Whether a CAD drawing, a sketch, a watercolor, a routing plan, a plaster model, verbal directions given on site ...
It's all variations on the way of sharing information.
Was Thompson wrong to provide models?
Ross wrong to produce drawings?
I never understood the importance of this debate
If your not building it personally, you have to have some form of starting point with the person who is
Or your not creating the work - your just editing their work
Which can be fine too - if that's the way you want to work
Again, I don't care about your process as long as it yields results.
What I don't get I why some insist others must conform to what works for them.
Or others are less for doing something differently.
If it works for you - good
But truthfully, I only care what you've built
not how you got there....
I'm with Ian on this one. Use all the tools in the bag, why limit yourself to just one, either plans or field? I disagree with Mr. Doak that guys that draw plans hand them off with no field supervision, which is a long running myth on this website. It has also been about 50 years since anyone actually believed you could just draw a plan, so its time to give up on that little chestnut. As is the notion that TD or any other national or worldwide designer can actually be on any site full time to design in the field. (or ever has)
My mentors were mentored by RBHarris, who, I believe, actually thought you should build exactly to that bed sheet size green plan he drew. But, even then, he put a field guy out full time whenever he could. Whether the changes made were as substantial as others make, who knows. But, I do know that his protégé completely dismissed the idea of handing off plans, and the field component of golf architecture has done nothing but grow in nearly all firms, and all firms of any quality.
I understand that golf architecture is sculpture, raising and lowering a few inches in some cases, I just believe that this is the last 10% and certainly using plans to get it close before doing those minor tweaks is more efficient. As the old saying goes, drawing with pencils is cheap compared to pushing dirt with a bulldozer.

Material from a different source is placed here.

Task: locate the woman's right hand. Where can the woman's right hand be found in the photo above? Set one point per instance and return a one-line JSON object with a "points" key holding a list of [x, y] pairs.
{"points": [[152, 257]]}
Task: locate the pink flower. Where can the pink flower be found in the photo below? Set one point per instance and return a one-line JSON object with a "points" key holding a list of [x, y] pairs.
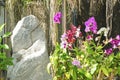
{"points": [[115, 42], [76, 63], [89, 37], [64, 42], [57, 17], [91, 25], [78, 33], [108, 51]]}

Yes, changes happen, like moving a green 30 yards, whether you draw a plan or not. Hopefully, the multi step routing process gets that figured out before construction, but it does happen. If you look at Dallas National, Fazio changed holes from one side of the creek to the other on the back nine, and you can still see the effects of the wrong clearing left over. Plans help avoid that, and there are still things easier to work out on plan, like routing, cut and fill, drainage, etc.
The freedom to make field changes does need to be there, within reason (some owners don't care, and the very best possible golf course is the only thing, but most owners are on budgets, and do care, and getting 95% of the best on a budget and schedule is more important) The old Scottish sewing (and woodwork) axiom of "measure twice, cut once" also applies.

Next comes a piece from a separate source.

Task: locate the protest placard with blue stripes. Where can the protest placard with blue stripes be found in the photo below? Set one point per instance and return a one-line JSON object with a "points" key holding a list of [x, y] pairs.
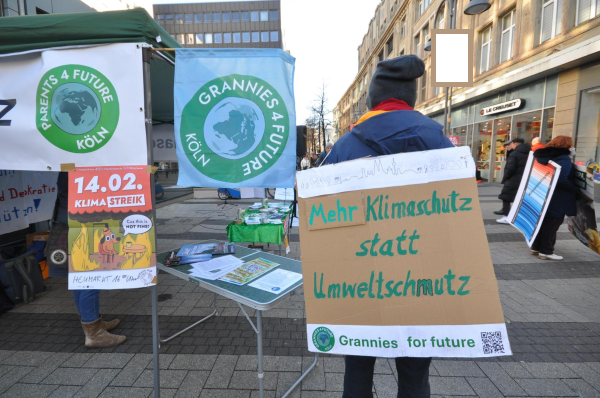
{"points": [[235, 119]]}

Here is the definition of design
"a plan or drawing produced to show the look and function or workings of a building, garment, or other object before it is built or made".
Yes, there is a long tradition of trying to figure things out to some level of detail before construction starts, for efficiency, yes, but also , the more and earlier you think about a design in any shape or fashion, the more likely it is to be a good and complete design. While golf courses aren't as strictly measured as buildings, as TD mentions, they still require some planning, more than most realize.
Do you tell your kids to procrastinate to do better on school reports? Of course not, nor should you tell your designer to leave most decisions to be made "later" in the field.
BTW, I also disagree that more design/build and less plans will cut it in the future, given every layer of regulations that seem to get added, every layer of government review. I disagree that somehow architects drawing plans drives that, as TD suggests. I think the government has its own agenda.
Yes, plans are a big part of design, obviously under rated in this crowd.